By Roderick MakimPublished about a year ago 7 min read
2
Gold Coast Cassandra
Photo by Tandem X Visuals on Unsplash

Every night at midnight, the purple clouds came out to dance with the blushing sky. As far as Peter was concerned, the sky had much to blush about.

Constantly lit by the glitz of the Gold Coast - Australia's awful attempt to combine Florida, Hawaii and Las Vegas all in one - the sky here was never truly dark. Lights from nightclubs and stripclubs and late night kebab shops and Babel-towers born of property developers' dreams and architects' nightmares stained the clouds purple. Brazen, hussy clouds in a sky never truly dark.

A sky that could never truly rest.

'Like me' - Peter thought, as he went about his haunting. He looked out into death and picked the person he would speak to tonight, in their dreams, as they rested.

___

The voice was impossible. So impossible it took Nick a long time to realise it was a voice at all.
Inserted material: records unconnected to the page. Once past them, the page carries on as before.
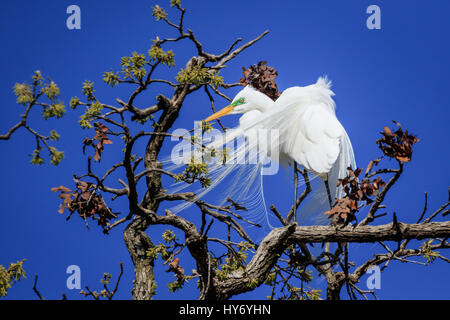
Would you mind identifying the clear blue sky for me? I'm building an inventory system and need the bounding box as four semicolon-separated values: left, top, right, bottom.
0;0;450;299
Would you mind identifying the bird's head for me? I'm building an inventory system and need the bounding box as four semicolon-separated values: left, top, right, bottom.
205;86;273;121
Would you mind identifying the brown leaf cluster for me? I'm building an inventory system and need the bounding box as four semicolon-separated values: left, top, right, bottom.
239;61;281;101
167;258;184;281
325;168;385;225
83;122;112;161
51;179;117;231
377;121;420;162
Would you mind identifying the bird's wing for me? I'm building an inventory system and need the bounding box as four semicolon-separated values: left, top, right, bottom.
276;87;344;175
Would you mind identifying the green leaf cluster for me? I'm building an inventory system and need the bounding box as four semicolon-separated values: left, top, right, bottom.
82;80;96;101
176;66;224;88
148;45;175;68
14;82;33;104
103;70;120;87
78;101;103;129
0;259;26;297
42;102;66;120
175;157;212;188
152;5;167;21
120;52;147;81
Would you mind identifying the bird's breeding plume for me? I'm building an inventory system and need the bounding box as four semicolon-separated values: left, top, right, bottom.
169;62;356;228
0;0;450;300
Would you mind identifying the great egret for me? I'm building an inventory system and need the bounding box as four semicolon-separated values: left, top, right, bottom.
205;77;356;219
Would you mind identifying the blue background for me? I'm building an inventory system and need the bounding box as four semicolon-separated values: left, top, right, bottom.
0;0;450;299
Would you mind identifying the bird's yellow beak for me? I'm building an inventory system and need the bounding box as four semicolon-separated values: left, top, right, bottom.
205;105;234;122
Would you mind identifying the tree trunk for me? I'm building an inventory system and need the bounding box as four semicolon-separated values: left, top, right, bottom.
123;216;156;300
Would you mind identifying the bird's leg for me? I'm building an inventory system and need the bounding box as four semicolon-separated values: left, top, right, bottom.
324;177;333;253
324;179;333;209
294;161;298;222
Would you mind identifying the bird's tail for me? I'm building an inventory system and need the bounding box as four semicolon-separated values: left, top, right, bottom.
298;130;356;224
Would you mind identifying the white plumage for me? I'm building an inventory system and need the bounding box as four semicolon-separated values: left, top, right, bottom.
168;77;356;225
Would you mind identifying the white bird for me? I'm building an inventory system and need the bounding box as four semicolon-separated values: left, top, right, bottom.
205;77;356;222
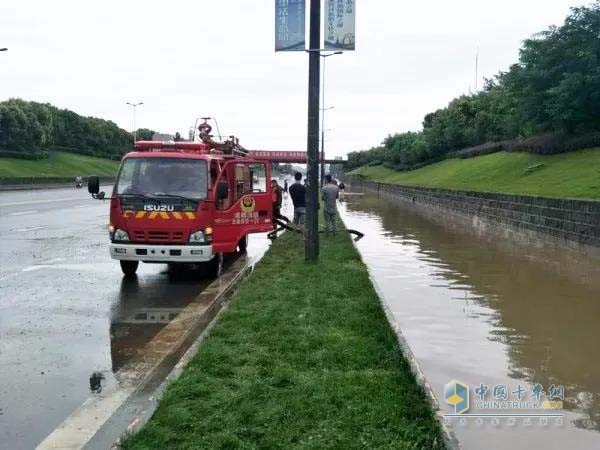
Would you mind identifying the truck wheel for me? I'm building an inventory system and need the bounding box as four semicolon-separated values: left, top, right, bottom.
238;235;248;253
119;261;140;277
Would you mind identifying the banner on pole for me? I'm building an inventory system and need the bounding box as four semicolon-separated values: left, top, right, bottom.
325;0;356;51
275;0;306;52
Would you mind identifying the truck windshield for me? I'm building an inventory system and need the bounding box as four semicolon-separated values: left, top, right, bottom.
116;158;208;199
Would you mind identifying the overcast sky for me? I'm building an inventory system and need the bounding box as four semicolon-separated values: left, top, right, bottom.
0;0;589;156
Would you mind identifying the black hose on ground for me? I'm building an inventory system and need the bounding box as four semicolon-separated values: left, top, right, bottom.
267;216;365;242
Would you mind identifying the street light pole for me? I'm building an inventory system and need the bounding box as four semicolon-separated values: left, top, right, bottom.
319;52;344;187
305;0;321;261
127;102;144;144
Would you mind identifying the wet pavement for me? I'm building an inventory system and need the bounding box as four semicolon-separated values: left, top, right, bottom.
0;185;268;449
341;194;600;450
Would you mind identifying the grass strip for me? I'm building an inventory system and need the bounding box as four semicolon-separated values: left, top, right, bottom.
123;220;444;449
0;152;119;178
350;148;600;200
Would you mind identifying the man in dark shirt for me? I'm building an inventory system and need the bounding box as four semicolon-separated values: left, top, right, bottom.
290;172;306;225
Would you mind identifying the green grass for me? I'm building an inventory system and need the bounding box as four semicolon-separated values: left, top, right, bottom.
350;148;600;200
123;223;443;449
0;152;119;178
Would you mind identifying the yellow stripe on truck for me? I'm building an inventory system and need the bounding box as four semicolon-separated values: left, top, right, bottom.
123;210;196;220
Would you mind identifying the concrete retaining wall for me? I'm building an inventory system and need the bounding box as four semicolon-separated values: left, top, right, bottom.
351;179;600;247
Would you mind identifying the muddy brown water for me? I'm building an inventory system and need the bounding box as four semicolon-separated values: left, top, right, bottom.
340;193;600;449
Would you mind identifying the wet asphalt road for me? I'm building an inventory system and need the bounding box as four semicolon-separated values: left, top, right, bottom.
0;188;266;449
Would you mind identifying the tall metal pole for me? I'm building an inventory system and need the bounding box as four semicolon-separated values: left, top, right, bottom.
133;105;137;144
305;0;321;261
319;55;327;187
320;52;344;187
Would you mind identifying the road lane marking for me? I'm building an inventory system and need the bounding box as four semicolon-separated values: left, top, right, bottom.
9;211;37;216
17;226;48;233
0;197;84;208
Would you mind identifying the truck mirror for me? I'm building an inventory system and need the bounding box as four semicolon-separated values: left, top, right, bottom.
88;177;100;195
217;180;229;200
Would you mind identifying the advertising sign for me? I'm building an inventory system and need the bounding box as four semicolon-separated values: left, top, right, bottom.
275;0;306;52
325;0;356;51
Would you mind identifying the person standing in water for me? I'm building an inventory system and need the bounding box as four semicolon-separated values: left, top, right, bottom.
321;175;340;234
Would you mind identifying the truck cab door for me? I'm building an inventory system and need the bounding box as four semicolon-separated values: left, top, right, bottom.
213;161;273;253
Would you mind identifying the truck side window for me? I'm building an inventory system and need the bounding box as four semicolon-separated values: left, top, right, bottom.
249;163;267;193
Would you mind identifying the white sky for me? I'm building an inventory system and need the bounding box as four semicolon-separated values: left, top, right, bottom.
0;0;589;156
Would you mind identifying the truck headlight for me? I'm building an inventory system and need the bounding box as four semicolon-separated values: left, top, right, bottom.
188;227;212;244
111;228;129;242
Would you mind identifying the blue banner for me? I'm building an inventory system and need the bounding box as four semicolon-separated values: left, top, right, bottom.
275;0;306;52
325;0;356;51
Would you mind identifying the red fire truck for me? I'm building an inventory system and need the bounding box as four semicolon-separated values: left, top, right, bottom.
88;122;273;276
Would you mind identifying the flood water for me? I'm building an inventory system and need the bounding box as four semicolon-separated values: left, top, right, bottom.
340;194;600;450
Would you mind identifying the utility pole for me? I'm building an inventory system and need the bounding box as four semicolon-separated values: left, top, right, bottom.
305;0;321;261
127;102;144;144
320;52;344;187
475;47;479;93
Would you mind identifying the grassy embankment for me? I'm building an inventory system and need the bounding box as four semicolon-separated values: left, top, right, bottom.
350;149;600;200
0;152;119;179
123;223;443;449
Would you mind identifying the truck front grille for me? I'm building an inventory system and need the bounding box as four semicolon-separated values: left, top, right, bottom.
133;230;185;244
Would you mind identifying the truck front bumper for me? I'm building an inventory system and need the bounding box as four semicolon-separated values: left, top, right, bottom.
110;244;213;263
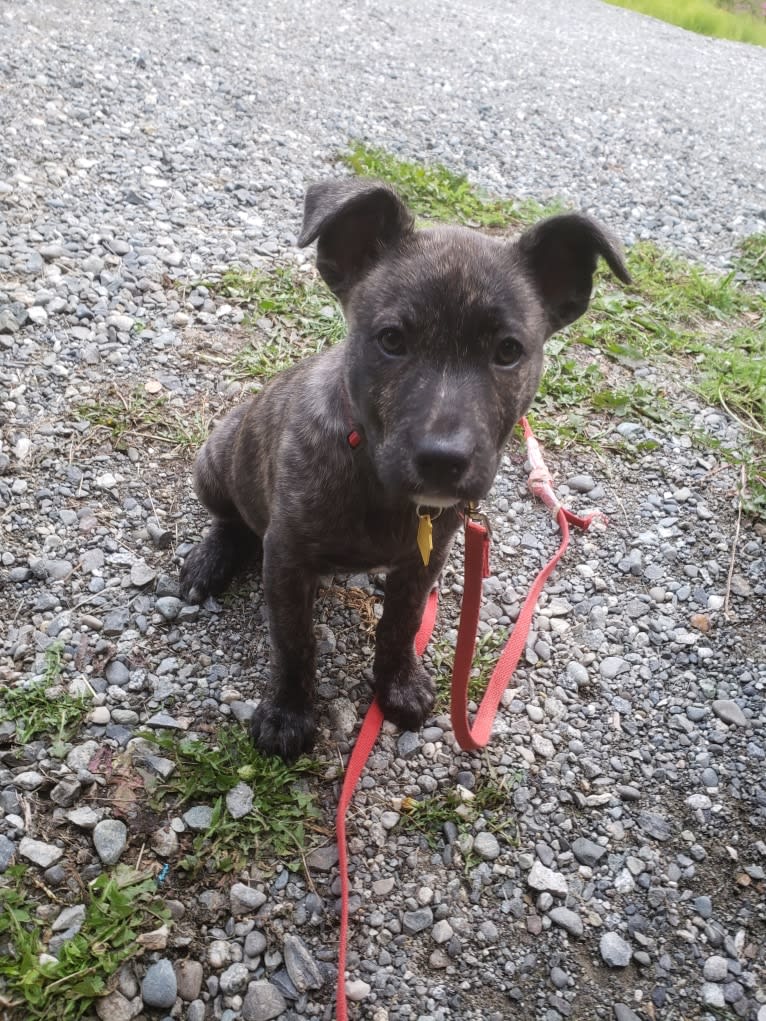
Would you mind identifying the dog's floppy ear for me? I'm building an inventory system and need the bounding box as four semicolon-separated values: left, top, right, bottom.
517;213;630;333
298;179;413;298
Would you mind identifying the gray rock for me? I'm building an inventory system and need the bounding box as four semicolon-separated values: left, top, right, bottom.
599;655;630;681
703;954;728;982
18;836;63;869
548;908;583;936
614;1004;640;1021
701;982;726;1010
474;830;500;862
66;805;103;829
50;780;83;809
245;929;267;958
572;836;607;868
96;989;144;1021
13;770;43;790
306;843;338;872
103;606;131;636
284;933;324;992
346;978;372;1004
431;918;454;943
0;833;16;875
93;819;128;865
141;958;178;1009
151;826;179;857
176;959;202;1003
713;698;748;727
396;730;420;760
638;812;673;840
219;964;250;996
527;862;569;896
599;932;633;968
105;660;131;688
567;475;595;493
131;561;157;588
229;883;267;918
182;805;212;832
146;713;185;730
242;980;287;1021
401;908;433;936
567;661;588;688
226;782;253;819
154;595;184;621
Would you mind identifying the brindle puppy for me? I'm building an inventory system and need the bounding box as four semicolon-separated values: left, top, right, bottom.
181;180;629;759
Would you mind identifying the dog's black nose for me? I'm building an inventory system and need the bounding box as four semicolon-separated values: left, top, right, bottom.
415;436;471;491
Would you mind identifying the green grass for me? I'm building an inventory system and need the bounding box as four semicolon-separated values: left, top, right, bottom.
207;143;766;514
399;764;522;853
431;627;516;713
205;268;345;383
0;865;170;1021
606;0;766;46
76;384;211;451
339;142;562;228
0;642;90;758
140;725;322;872
736;234;766;283
341;143;766;514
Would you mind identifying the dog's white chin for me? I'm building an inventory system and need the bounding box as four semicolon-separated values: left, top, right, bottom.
410;493;460;509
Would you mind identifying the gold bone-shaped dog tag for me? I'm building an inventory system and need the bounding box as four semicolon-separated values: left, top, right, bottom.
418;514;433;567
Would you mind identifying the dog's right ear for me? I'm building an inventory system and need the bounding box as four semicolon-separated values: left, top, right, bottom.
298;178;413;300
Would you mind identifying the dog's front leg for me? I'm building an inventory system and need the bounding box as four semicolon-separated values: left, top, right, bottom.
250;530;318;762
373;544;449;730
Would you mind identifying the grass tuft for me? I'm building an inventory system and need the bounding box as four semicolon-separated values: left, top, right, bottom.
0;642;89;755
0;865;170;1021
607;0;766;46
399;772;522;853
77;384;211;451
205;268;345;382
140;726;324;872
339;142;563;228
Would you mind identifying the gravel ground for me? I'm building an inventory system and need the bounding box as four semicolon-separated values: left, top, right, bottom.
0;0;766;1021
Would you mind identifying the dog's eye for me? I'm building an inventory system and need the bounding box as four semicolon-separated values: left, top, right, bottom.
376;328;406;358
494;337;524;369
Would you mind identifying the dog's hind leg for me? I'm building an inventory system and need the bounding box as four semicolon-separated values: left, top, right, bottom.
250;528;317;762
181;423;260;602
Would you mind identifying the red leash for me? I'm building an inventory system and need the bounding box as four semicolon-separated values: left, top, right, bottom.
336;419;605;1021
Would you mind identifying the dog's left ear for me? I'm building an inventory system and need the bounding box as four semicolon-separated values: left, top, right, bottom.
298;178;413;300
516;213;630;336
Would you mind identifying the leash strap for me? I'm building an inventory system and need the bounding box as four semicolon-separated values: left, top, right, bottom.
335;419;606;1021
335;588;439;1021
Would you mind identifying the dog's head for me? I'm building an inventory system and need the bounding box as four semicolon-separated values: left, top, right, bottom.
298;180;629;506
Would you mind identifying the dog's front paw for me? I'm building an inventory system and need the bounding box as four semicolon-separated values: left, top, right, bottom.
375;660;436;730
250;700;317;762
179;539;234;602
It had a rusty metallic rattle and a disconcertingly organic buzzing to it, and was at once far too loud and much too quiet. It sounded like a cybernetic beehive had become self-aware and was shouting at Nick, just a little too far out of earshot for him to make out the individual words.

It sounded like Dorothy’s Tinman after an eternity in hell, whispering unintelligible madness from within Nick’s ear canal.

With such a mass of contradictions, it is perhaps no surprise the voice first un-nerved Nick, then re-assured him. It let him know he was still asleep. He must be. A furrow which had worked its way along his brow when the voice first spoke smoothed out above his sleeping eyes. His head shifted on the pillow and his fingers twitched involuntarily. Nick loved to fix things with his hands, and even in the middle of a dream, his fingers moved as the sheer impossibility of the voice eventually succumbed to the flying neurons of the language centre in Nick’s brain while he began to puzzle out the words.

Slowly, word by word, a bizarre sequence of three short sentences revealed itself.

Azul Pacifica and Hakiri II. Both ships wrecked. All souls lost.

Azul Pacifica and Hakiri II. Both ships wrecked. All souls lost.

Azul Pacifica and Hakiri II. Both ships wrecked. All souls lost.

The buzzing, rattling whisper-shout voice repeated and repeated and repeated.

Awareness rose slowly, like water streaming through a rent in a ship’s hull, submerging Nick’s dream and drowning the impossible voice.

By the time he had finished his morning routine of rushing through the shower and snatching an Up’n’Go from the fridge on his way to being late to work yet again, the voice was gone.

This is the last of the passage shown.